3. Avoiding the formation of communicative hierarchies
Using chat tools? – Everyone knows how to do that! Or so you’d think. Everyday communicative experiences in which the text message or the seventeenth e-mail from one and the same correspondence starts with “Dear Ms. Tepe” proves the opposite. Meaning: Not every tool is equally intuitive and easy to use for everyone. If employees have varying degrees of familiarity with a heavily used communication channel, this can quickly lead to the formation of a “communicative hierarchy” in which a few people set the tone. Companies that use a particular tool to handle the majority of their communication should, therefore, ensure that everyone can use it. Getting to know the tool should be an integral part of the onboarding process. Ideally, there is one person in the company who knows the channel with all its tricks and functionalities, synchronizes it with the corporate culture, and derives a guideline for communication from it – with clear rules that apply to everyone.
4. Remote Recruiting: Communication as a super-skill for all
Companies, where remote work is an integral part of their everyday life and culture, should keep this in mind when searching for and training new employees. Excellent communication skills are not only important on the management side, but also for each individual team member. Therefore it is advisable to ask them these questions as part of their application: How well can someone formulate a problem? And present a solution clearly and to the point?

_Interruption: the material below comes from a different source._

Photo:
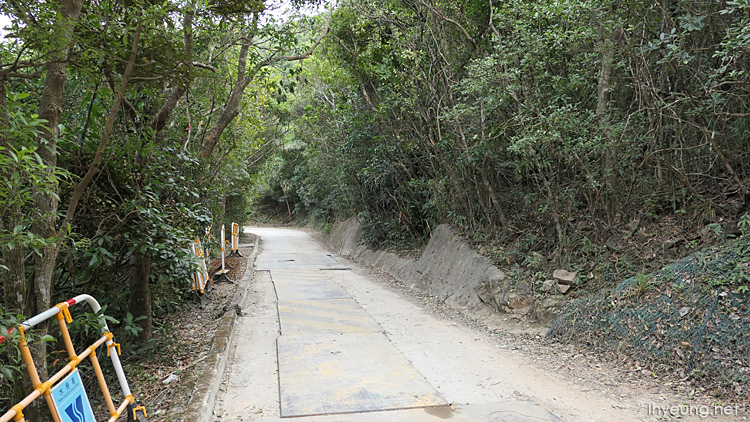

How reliable, straightforward, personable, and friendly does someone appear in the (video) interview?
5. Being culturally authentic: Practice what you preach
Digital and remote leadership are easier to achieve if they are not only implemented in the company culture but holistically all the way down to the product level. In this regard, we have it easy at Tandemploy when it comes to implementing digital leadership concepts. Due to the nature of our product, we are constantly thinking about the positive work experience, how it can be improved and advanced with the help of digital tools in the best possible way. We, as agents of change, have to walk the talk, in order to get important impulses for what we offer our customers. This “Practice what you preach” principle ultimately works for everyone who is seriously interested in New Work (not only because it is trendy or currently necessary due to Covid-19) and is willing to focus on the “human factor”. Companies that successfully implement this cultural change, will find that the products they create in the process are also much more aligned with the customers and their needs.
In conclusion: Does leadership need proximity? – Yes. Does it need spatial proximity? – Not necessarily. If you want to lead in a human way, you can absolutely do so in the digital space. Managers, who want to ask questions, listen, observe, be empathetic, and make connections with their team, will be able to do so virtually with the right tools at hand. In the end, a good digital leader is not the one with the best data transfer rate, but the one with the best cultural transfer rate.